Pendant des années j'ai essayé de travailler au Canada en tant que cuisinière et serveuse à la fois, parallèlement à la musique. C'est possible de tenir, mais c'est insuffisant pour vivre. Niveau goûts, les gens ne sont pas très ouverts d'esprit. En arrivant en Europe, on sent tout de suite quelque chose de différent. Je n'ai même pas la radio alors je ne peux pas vraiment dire, mais à chaque fois que je suis dans une voiture et que j'écoute Nova, la variété de ce qu'ils programment est tellement bizarre quand on pense que c'est une station de radio populaire. Ça n'existe pas en Amérique du Nord car tout est segmenté. D'un côté, il y a la principale radio rock qui contrôle tout, de l'autre la radio étudiante qui passe ce qu'elle veut, mais dans un sens elle marche comme une sorte de mafia. Ici, il y a plus de place pour la différence, pour les excentriques. Du coup j'ai décidé de sortir Let it Die au Canada sur le label indépendant de Broken Social Scene : Arts & Crafts. On essaiera en Amérique de la même manière. Mais si je devais choisir, je prendrais quand même l'option radio étudiante plutôt qu'une major américaine où personne ne comprend la subtilité. Leur format est trop strict.
Mais pour sortir un tel album, fallait-il vraiment travailler à Paris ?
En fait j'étais en tournée avec Gonzales l'an passé, et dès qu'on avait une semaine de libre on venait à Paris pour faire une session d'enregistrement au studio Ferber. C'était notre secret à Gonzo, Renaud Letang (ingé son) Thomas Moulin (assistant ingé son) et moi. Aucun de mes amis et des gens avec qui j'avais fait de la musique au Canada n'ont entendu quoi que soit avant que ce soit terminé, car dans un sens je savais que c'était une approche européenne, que je mettais de côté toutes mes expériences passées, mon journal intime, jusqu'à l'idée de mon écriture pour essayer de faire quelque chose de complètement neuf. Pour y arriver, il fallait être loin du regard des autres.

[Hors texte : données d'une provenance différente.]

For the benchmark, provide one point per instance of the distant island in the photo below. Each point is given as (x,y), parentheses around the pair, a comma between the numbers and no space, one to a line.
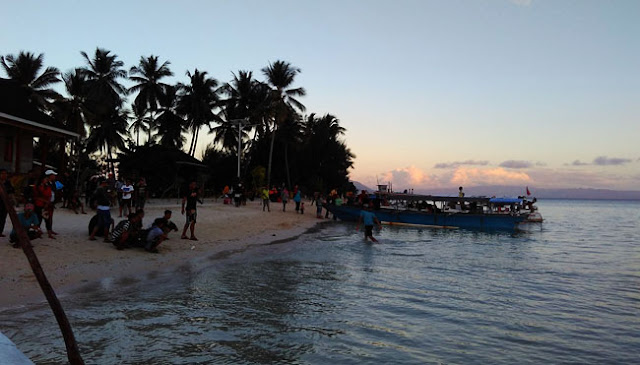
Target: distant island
(540,193)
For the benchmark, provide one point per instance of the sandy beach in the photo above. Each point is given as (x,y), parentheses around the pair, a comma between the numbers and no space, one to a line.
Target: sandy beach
(72,260)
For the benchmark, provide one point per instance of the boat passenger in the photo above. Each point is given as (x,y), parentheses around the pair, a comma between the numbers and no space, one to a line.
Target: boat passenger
(369,218)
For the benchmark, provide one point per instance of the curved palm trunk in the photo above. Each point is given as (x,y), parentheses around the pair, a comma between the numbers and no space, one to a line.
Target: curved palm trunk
(286,164)
(273,138)
(73,353)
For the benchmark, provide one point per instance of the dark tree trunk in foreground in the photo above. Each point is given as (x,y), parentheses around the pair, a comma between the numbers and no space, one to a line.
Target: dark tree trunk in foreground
(73,354)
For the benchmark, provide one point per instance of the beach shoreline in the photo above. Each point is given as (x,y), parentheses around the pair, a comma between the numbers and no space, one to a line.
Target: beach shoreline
(72,261)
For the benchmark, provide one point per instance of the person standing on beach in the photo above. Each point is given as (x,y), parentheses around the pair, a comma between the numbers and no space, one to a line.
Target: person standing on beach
(142,194)
(264,193)
(102,200)
(297,198)
(156,235)
(285,198)
(10,191)
(31,224)
(127,195)
(190,197)
(44,197)
(367,216)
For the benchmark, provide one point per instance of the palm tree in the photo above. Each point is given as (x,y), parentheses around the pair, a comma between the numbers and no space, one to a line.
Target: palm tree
(72,110)
(25,69)
(280,76)
(109,135)
(197,101)
(104,99)
(140,122)
(104,91)
(170,125)
(147,76)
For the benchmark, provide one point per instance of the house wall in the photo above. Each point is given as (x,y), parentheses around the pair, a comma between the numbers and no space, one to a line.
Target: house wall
(15,146)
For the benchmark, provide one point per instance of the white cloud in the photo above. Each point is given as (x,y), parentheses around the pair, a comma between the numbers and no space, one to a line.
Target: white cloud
(489,176)
(521,2)
(514,164)
(448,165)
(605,161)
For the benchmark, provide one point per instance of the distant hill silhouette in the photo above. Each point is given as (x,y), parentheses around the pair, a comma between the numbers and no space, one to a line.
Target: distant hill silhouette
(541,193)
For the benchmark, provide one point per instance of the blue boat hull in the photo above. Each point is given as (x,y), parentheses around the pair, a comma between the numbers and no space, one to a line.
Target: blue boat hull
(446,220)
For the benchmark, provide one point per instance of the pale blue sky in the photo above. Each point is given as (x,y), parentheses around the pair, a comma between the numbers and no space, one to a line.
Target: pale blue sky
(432,93)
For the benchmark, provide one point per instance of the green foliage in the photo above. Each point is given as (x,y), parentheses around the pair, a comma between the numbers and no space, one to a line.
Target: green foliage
(279,144)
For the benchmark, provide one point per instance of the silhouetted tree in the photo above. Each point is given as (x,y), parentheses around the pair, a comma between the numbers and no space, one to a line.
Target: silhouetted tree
(280,76)
(197,101)
(147,76)
(25,69)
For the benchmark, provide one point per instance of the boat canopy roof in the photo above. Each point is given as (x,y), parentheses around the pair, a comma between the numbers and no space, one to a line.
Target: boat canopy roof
(505,201)
(441,198)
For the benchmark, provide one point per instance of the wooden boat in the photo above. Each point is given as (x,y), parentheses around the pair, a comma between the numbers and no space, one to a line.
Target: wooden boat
(480,213)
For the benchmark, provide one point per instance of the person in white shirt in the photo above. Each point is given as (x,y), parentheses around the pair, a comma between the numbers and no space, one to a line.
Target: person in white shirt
(127,195)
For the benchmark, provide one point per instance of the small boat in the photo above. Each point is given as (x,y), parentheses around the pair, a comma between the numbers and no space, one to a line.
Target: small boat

Et finalement, tu restes à Paris.
Yeah... (elle n'a pas l'air de vouloir donner beaucoup de détails personnels là-dessus).
Sans t'avoir vue en photo, des amis ont cru que tu étais noire. N'est-ce pas une belle illusion acoustique ?
Ils ont demandé si j'étais noire ! Really ! Noooo Waaaaayyyy ! C'est un compliment, ça fait vraiment du bien à attendre... Well, j'ai beaucoup écouté Bill Withers et Marvin Gaye mais je suis résolument blanche... C'est fou ; je suis touchée et heureuse d'entendre ça parce que j'ai passé ma vie à écouter du Gospel et de la soul avec jalousie ; ces chanteurs n'avaient qu'à ouvrir la bouche pour que sortent des sons magnifiques. On dirait un don de la nature.